First, we look at how far below intrinsic value individual stocks have fallen, but second, and equally important, we look at how the risk of achieving long term earnings power has risen. Included in that analysis is time: the longer we think it will take, the riskier is the investment because there are more chances for all sorts of relevant variables (end markets, competition, pricing, borrowing costs, etc.) to change. That’s one reason we have been shifting holdings to the companies we expect to recover most quickly once the economy reopens.

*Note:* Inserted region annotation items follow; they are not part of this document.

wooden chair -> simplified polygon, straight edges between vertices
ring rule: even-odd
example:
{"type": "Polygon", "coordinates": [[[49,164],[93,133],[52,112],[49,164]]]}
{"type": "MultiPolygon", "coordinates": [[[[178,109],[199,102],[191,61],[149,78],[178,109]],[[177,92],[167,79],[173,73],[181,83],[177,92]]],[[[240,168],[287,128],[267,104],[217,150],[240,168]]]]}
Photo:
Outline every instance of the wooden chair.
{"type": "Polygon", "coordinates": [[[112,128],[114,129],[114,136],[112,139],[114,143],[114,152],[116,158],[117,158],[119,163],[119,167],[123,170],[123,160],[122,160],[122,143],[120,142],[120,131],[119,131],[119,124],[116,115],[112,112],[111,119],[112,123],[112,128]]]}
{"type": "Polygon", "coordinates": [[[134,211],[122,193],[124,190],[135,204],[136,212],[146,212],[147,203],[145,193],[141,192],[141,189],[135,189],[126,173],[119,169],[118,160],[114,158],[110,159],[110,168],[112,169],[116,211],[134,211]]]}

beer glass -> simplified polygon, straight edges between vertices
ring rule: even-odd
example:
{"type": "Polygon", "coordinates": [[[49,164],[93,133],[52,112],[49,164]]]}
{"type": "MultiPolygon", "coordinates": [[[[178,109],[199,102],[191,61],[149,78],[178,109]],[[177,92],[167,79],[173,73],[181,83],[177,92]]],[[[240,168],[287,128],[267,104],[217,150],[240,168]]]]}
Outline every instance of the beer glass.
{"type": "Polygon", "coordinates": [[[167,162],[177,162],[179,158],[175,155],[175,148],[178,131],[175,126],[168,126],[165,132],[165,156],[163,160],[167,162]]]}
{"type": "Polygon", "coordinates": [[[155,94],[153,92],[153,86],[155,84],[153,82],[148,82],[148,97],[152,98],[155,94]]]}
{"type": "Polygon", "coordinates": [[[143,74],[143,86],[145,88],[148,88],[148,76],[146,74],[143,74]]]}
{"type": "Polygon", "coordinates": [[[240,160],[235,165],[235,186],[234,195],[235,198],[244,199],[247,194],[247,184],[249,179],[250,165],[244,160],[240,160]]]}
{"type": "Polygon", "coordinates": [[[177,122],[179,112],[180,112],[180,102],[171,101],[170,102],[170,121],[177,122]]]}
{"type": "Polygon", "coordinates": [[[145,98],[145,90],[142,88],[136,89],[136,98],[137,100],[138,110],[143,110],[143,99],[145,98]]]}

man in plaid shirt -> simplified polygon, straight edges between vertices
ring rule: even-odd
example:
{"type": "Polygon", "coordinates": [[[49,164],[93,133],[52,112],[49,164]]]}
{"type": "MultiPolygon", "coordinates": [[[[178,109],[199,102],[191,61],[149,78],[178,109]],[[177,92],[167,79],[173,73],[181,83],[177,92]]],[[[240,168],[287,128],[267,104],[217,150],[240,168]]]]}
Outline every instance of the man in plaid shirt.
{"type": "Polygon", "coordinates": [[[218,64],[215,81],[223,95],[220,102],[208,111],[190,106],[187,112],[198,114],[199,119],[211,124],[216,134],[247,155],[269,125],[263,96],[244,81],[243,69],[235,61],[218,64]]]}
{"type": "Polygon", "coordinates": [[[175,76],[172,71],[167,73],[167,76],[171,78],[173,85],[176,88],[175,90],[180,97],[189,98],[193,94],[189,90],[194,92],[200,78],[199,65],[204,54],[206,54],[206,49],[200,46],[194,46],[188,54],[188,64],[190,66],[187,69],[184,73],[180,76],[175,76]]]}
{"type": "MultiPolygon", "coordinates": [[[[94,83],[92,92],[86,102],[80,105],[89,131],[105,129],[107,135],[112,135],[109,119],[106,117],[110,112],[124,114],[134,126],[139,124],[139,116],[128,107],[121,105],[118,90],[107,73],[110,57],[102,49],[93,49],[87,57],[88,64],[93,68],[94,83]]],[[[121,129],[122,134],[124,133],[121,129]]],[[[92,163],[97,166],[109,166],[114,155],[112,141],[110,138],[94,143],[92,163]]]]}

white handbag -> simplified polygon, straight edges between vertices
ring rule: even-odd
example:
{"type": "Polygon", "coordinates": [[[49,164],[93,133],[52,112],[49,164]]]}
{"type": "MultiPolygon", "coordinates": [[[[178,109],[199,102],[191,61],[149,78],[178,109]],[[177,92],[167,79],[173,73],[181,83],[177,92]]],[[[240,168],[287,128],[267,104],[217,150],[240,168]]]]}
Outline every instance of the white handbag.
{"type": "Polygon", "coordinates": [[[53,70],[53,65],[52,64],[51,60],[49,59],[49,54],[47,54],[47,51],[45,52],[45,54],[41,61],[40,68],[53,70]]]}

Analysts are currently modeling next year’s earnings to rise nearly 20%, after a drop this year of 9%, and that kind of reversal in earnings helps to buoy investor interest in equities, particularly long-term investors.
Investors recognize, however, that these forecasts are more suggestive of directional change, rather than exact predictions. Everyone’s range of uncertainty is high. But they are still a useful reminder that it remains critical—even as the news shifts between good and bad—that there will be a time when earnings growth returns once again. And with it, an ultimate return to valuations based on long-term earnings power.